De acuerdo con el RD 390/2021, solo técnicos competentes con titulación habilitante pueden emitir este documento. Esto incluye a arquitectos, arquitectos técnicos, ingenieros e ingenieros técnicos debidamente colegiados. En un municipio rural como Narros de Saldueña, es vital que el técnico conozca las particularidades constructivas de la zona de Ávila. La normativa exige obligatoriamente una inspección al inmueble presencial para la toma de datos, donde se miden muros, se analizan ventanas y se revisan calderas o sistemas de climatización. No confíe en servicios que prometen el certificado sin visita, ya que carecen de validez legal y pueden derivar en sanciones administrativas graves tanto para el técnico como para el propietario demandante.
Narros de Saldueña cuenta con un censo de unas 110 viviendas. La tipología predominante es la vivienda unifamiliar aislada o adosada, con una antigüedad media que en muchos casos supera los 40 años. Debido a que gran parte del parque fue construido antes de la normativa térmica de 1979, es habitual encontrar calificaciones energéticas situadas entre las letras E, F y G. Al estar en una zona climática D3, las viviendas sufren una alta demanda de calefacción durante los meses de invierno. Para mejorar la letra en la etiqueta energética, las recomendaciones más efectivas en esta zona de Ávila incluyen el trasdosado de muros con aislante térmico, la sustitución de ventanas antiguas por carpinterías con rotura de puente térmico y la actualización de calderas de gasoil por sistemas de aerotermia o biomasa, que pueden elevar la calificación hasta una C o B.
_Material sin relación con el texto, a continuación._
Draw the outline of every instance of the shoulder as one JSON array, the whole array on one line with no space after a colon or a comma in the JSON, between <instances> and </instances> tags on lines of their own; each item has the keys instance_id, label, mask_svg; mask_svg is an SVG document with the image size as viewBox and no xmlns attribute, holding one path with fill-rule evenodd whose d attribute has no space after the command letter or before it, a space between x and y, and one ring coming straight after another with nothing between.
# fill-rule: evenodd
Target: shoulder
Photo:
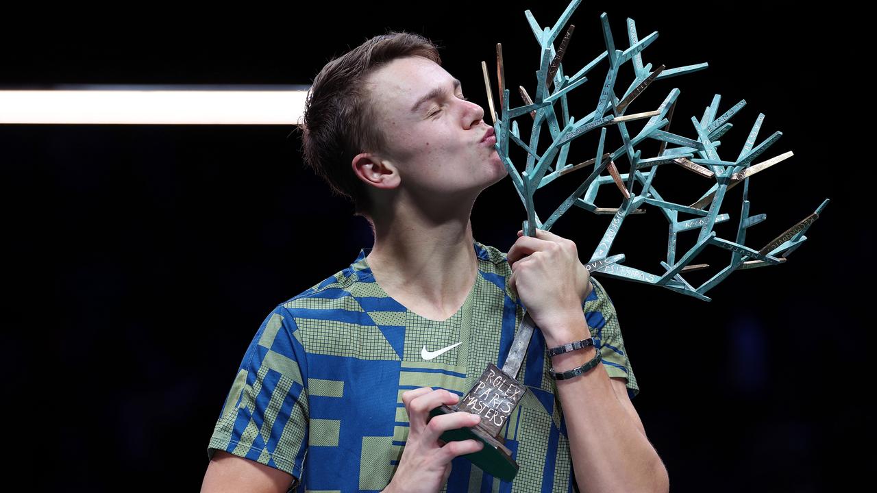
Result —
<instances>
[{"instance_id":1,"label":"shoulder","mask_svg":"<svg viewBox=\"0 0 877 493\"><path fill-rule=\"evenodd\" d=\"M506 253L496 246L475 241L475 253L478 255L478 268L481 276L493 282L513 301L517 295L509 287L508 279L511 275L511 266L506 259Z\"/></svg>"},{"instance_id":2,"label":"shoulder","mask_svg":"<svg viewBox=\"0 0 877 493\"><path fill-rule=\"evenodd\" d=\"M368 277L369 279L363 279ZM372 281L370 272L353 268L350 266L323 279L301 293L281 303L277 310L294 314L313 310L344 309L361 311L357 303L358 284L362 281ZM361 293L360 293L361 295Z\"/></svg>"}]
</instances>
El marco legal que regula la eficiencia energética es el Real Decreto 390/2021 a nivel nacional. En el ámbito autonómico, la gestión recae sobre el Ente Regional de la Energía de Castilla y León (EREN), dependiente de la Consejería de Economía y Hacienda. Este organismo es el encargado de supervisar el registro público de certificados. Una de las grandes ventajas para los propietarios en Narros de Saldueña es que la administración regional ha simplificado los trámites, permitiendo un registro telemático ágil. La etiqueta energética emitida tiene una validez de 10 años, a excepción de aquellas que obtengan una calificación G, cuya duración se reduce a 5 años. Es responsabilidad del propietario renovar el certificado antes de su caducidad si el inmueble sigue en el mercado de venta o alquiler.
No disponer del certificado energético vigente en Narros de Saldueña conlleva riesgos legales y económicos importantes. Según la Ley 8/2013, las infracciones se dividen en tres niveles: las leves (de 300 a 600€) por anunciar el inmueble sin mencionar la calificación; las graves (de 601 a 1.000€) por vender o alquilar sin entregar el certificado al comprador o arrendatario; y las muy graves (de 1.001 a 6.000€) por falsear el resultado del informe. Además de la multa económica, la ausencia del CEE puede provocar la anulación del contrato de arrendamiento o la paralización de la venta en la notaría. Dado el creciente control en portales inmobiliarios, es imprescindible contar con el documento desde el primer día que se publicita la vivienda.